# Woodcraft Planing Jig



## KenBee (Jan 1, 2011)

Does anyone have any experience with the Woodcraft Planing sled? I have been looking at it on the Woodcraft site and would like to know if it is as effective as advertised before I invest in one. I really do need a way to plane stock down to various thicknesses and having neither the space or the funds to invest in a standard planer I thought this would would be a viable solution.

Any input would be greatly appreciated.


----------



## bobj3 (Jan 17, 2006)

Hi

If you are talking about the Woodhaven jig, John and BigJim have them ,you may want to check out the uploads for both of them and you will see the reviews and snapshots of the jig.
YouTube - ‪Woodhaven 3002 39 Planing Sled‬‏

Video | Woodhaven

========



Ken Bee said:


> Does anyone have any experience with the Woodcraft Planing sled? I have been looking at it on the Woodcraft site and would like to know if it is as effective as advertised before I invest in one. I really do need a way to plane stock down to various thicknesses and having neither the space or the funds to invest in a standard planer I thought this would would be a viable solution.
> 
> Any input would be greatly appreciated.


----------



## jschaben (Jun 21, 2009)

Ken Bee said:


> Does anyone have any experience with the Woodcraft Planing sled? I have been looking at it on the Woodcraft site and would like to know if it is as effective as advertised before I invest in one. I really do need a way to plane stock down to various thicknesses and having neither the space or the funds to invest in a standard planer I thought this would would be a viable solution.
> 
> Any input would be greatly appreciated.

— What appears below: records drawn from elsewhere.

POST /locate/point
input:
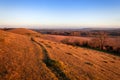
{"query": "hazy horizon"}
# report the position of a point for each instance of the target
(60, 13)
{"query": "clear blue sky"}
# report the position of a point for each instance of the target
(60, 13)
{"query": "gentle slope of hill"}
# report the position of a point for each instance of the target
(34, 58)
(24, 31)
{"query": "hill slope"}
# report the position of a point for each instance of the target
(24, 31)
(34, 58)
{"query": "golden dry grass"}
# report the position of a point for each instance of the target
(84, 64)
(34, 58)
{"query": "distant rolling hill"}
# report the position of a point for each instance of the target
(26, 56)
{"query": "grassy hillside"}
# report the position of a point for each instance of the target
(24, 57)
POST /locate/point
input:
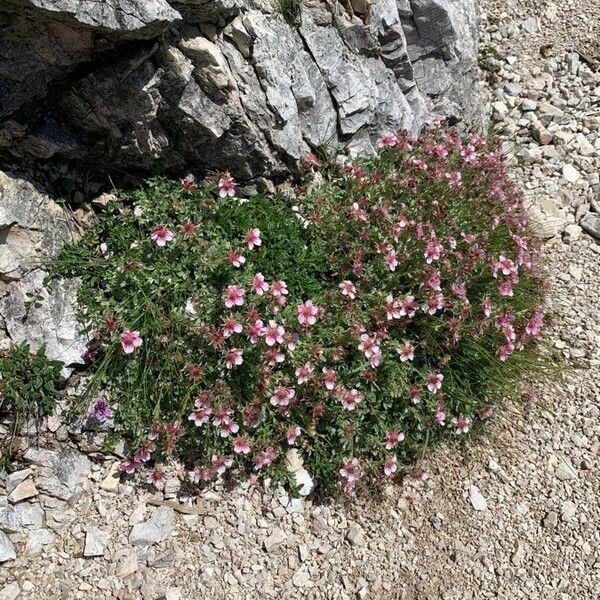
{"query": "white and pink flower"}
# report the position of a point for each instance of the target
(434, 382)
(406, 352)
(235, 258)
(274, 333)
(226, 186)
(231, 326)
(350, 399)
(161, 235)
(393, 438)
(390, 259)
(348, 289)
(130, 340)
(259, 284)
(307, 313)
(390, 466)
(462, 424)
(234, 357)
(253, 238)
(303, 372)
(292, 434)
(330, 378)
(282, 396)
(234, 296)
(241, 445)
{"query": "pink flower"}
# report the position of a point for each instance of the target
(390, 466)
(129, 466)
(348, 289)
(505, 288)
(330, 378)
(234, 357)
(408, 307)
(292, 434)
(130, 340)
(534, 325)
(440, 151)
(279, 289)
(434, 282)
(157, 478)
(231, 326)
(241, 445)
(274, 333)
(392, 308)
(291, 340)
(434, 382)
(200, 416)
(310, 160)
(220, 463)
(406, 352)
(415, 394)
(440, 416)
(226, 186)
(155, 431)
(455, 179)
(255, 330)
(265, 458)
(303, 372)
(350, 399)
(391, 260)
(434, 304)
(222, 416)
(259, 285)
(505, 266)
(234, 296)
(274, 356)
(358, 213)
(505, 351)
(282, 396)
(235, 258)
(486, 304)
(188, 183)
(144, 452)
(368, 345)
(468, 153)
(203, 474)
(393, 438)
(228, 428)
(161, 235)
(253, 238)
(188, 229)
(462, 424)
(350, 472)
(433, 251)
(307, 313)
(387, 141)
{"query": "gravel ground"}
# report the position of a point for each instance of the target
(514, 515)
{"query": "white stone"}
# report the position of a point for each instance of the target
(96, 541)
(570, 173)
(477, 500)
(7, 550)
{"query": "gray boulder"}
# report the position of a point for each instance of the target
(148, 85)
(33, 229)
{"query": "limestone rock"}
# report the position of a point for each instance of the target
(7, 550)
(232, 87)
(33, 229)
(155, 530)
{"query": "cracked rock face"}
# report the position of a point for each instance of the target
(149, 85)
(33, 229)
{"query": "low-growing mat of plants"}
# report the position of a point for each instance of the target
(397, 300)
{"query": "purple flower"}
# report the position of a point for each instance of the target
(101, 410)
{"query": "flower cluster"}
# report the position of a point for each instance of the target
(399, 302)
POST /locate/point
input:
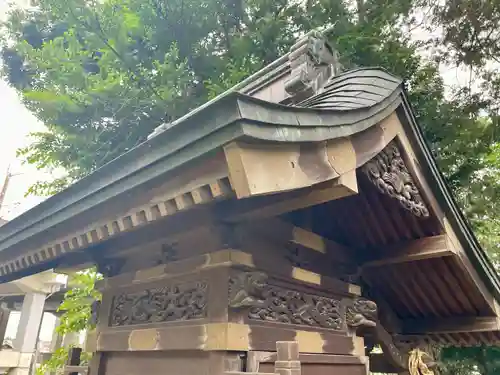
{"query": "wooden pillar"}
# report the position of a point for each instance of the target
(205, 314)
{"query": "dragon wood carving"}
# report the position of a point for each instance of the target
(389, 173)
(251, 291)
(171, 303)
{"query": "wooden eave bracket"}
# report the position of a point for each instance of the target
(417, 327)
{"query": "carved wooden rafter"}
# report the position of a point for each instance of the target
(389, 173)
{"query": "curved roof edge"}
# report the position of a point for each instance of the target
(325, 116)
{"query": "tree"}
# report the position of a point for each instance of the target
(76, 316)
(103, 74)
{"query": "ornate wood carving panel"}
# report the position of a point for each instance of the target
(170, 303)
(389, 173)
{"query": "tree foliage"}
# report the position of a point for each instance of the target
(75, 317)
(101, 75)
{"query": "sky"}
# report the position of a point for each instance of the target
(16, 125)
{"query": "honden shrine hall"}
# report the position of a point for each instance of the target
(300, 210)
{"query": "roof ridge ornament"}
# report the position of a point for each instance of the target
(313, 61)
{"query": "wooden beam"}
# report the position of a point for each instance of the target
(411, 251)
(450, 325)
(279, 230)
(269, 168)
(278, 204)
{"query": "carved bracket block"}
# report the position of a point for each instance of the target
(171, 303)
(252, 292)
(389, 173)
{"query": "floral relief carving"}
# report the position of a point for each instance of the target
(171, 303)
(266, 302)
(389, 173)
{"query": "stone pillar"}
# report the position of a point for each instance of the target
(71, 339)
(28, 331)
(29, 323)
(4, 320)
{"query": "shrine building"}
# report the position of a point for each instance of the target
(301, 206)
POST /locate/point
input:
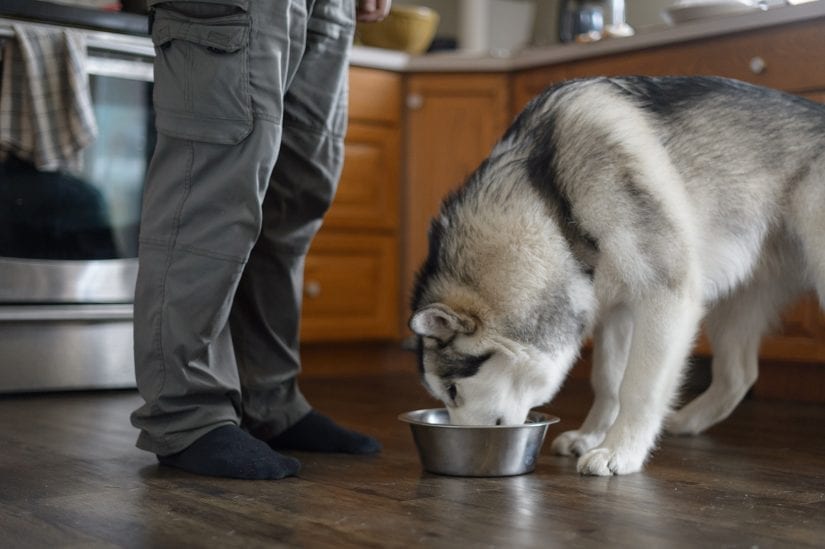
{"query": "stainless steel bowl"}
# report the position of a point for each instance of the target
(476, 451)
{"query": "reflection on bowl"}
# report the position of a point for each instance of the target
(476, 451)
(406, 28)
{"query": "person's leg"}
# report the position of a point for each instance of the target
(266, 314)
(219, 103)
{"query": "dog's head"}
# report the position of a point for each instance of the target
(483, 376)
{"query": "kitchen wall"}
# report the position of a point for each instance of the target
(639, 14)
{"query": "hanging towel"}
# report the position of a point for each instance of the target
(46, 114)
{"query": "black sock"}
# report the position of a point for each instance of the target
(317, 433)
(231, 452)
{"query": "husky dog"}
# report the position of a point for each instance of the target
(628, 209)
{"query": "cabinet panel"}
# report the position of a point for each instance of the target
(350, 288)
(367, 194)
(374, 96)
(453, 121)
(787, 58)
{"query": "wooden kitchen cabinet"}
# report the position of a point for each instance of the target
(789, 57)
(351, 279)
(452, 123)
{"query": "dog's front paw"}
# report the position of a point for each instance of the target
(608, 461)
(575, 443)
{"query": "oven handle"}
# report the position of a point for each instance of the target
(68, 312)
(120, 68)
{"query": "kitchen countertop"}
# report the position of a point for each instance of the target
(559, 53)
(464, 62)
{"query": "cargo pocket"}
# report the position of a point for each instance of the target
(201, 88)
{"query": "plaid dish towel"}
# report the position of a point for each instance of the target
(46, 114)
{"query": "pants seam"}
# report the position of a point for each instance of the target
(187, 185)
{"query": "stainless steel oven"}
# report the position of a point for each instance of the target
(68, 239)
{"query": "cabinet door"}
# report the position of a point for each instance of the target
(453, 121)
(367, 196)
(350, 288)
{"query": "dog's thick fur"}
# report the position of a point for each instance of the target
(629, 209)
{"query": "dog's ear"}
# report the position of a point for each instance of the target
(441, 322)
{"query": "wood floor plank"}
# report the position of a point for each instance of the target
(70, 476)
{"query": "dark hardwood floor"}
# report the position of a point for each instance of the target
(70, 476)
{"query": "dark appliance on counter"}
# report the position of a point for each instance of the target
(68, 239)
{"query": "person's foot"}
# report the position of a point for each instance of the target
(317, 433)
(230, 452)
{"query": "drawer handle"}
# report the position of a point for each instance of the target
(758, 65)
(415, 101)
(312, 289)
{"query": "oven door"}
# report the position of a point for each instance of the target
(71, 236)
(68, 239)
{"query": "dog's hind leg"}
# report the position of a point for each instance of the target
(610, 349)
(735, 327)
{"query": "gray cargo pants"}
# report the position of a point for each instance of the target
(250, 100)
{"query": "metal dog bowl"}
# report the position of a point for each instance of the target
(476, 451)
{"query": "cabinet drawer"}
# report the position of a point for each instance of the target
(367, 194)
(374, 95)
(351, 288)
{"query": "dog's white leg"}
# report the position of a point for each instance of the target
(610, 349)
(664, 324)
(735, 328)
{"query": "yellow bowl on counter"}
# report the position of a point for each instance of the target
(406, 28)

Hi Ken - I've got the smaller one, 27" I think. So far I've been very happy with the thing. Once you have the support/guide rails built it is very quick and easy to set up. I got it for the same reason you are considering on, cost and space of a standard planer. Even a shop made jig would require substantial storage space to achieve the capability. In addition, a planer with the width capacity would be waaaay out of my budget. Since I mostly do smaller pieces I incorporated a 18" x 24" camboard into the guide rails. It sits in a wide dado and is attached with 1/4-20 machine screws and inserts through slotted holes. This allows vertical adjustment of the workpiece.
Heres a pic. I was trying the system out on an old drawer front I had around.

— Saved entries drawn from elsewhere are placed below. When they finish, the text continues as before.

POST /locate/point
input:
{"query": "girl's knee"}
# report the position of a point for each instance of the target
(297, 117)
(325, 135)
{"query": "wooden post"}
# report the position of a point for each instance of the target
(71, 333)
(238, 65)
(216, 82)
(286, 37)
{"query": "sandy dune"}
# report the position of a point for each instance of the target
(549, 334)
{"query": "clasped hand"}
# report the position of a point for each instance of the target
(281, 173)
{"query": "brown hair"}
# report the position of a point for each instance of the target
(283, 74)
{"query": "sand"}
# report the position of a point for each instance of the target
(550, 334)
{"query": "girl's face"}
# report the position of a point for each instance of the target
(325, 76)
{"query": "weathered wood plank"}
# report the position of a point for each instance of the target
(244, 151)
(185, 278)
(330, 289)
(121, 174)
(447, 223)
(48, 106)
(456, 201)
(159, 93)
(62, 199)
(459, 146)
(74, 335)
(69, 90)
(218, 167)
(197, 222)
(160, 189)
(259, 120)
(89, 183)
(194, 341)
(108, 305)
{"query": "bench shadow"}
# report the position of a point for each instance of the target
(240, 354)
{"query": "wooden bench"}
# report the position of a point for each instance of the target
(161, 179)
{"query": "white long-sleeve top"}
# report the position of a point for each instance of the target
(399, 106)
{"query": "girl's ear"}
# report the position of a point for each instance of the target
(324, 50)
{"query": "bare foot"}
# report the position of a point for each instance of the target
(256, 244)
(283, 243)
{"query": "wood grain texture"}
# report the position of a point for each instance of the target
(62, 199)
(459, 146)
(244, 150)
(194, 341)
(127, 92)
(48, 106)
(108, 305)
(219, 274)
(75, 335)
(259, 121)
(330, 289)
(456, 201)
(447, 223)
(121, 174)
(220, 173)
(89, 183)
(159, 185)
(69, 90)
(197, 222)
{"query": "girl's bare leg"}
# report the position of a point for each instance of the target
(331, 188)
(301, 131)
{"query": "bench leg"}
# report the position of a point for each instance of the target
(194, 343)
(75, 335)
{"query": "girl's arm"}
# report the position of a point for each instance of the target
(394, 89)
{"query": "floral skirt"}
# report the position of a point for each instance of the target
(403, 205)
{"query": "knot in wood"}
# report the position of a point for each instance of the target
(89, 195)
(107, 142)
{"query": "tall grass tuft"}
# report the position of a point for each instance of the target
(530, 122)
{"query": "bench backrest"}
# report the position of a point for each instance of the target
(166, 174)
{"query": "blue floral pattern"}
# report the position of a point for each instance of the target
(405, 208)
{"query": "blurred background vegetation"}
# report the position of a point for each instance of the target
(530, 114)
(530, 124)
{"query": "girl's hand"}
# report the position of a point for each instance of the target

Edit - I did buy the bit they recommended but have been using this one instead.
http://cgi.ebay.com/1-pc-1-2-Sh-1-3...540523836?pt=Routers_Bits&hash=item1e64d2513c
It is a little shorter than Woodhaven recommends but I haven't had a problem. Depth of cut is only going to be a few thousands anyway and this bit is 1-3/4 vs 1-3/8. I haven't needed to pull it out of the collet any.


----------



## KenBee (Jan 1, 2011)

Hi John...Thanks for the reply. 

The 27" is the one I am considering also and from the pics and your recommendation I think I will go ahead and order it. I have several bottom cleaning bits from 1/2" to 1-1/4" already so that takes care of that expenditure. I also only do small woodworking projects such as boxes, clocks, bird houses and the like so this planer should do the trick when I need to take 1/8" or so off a board.


----------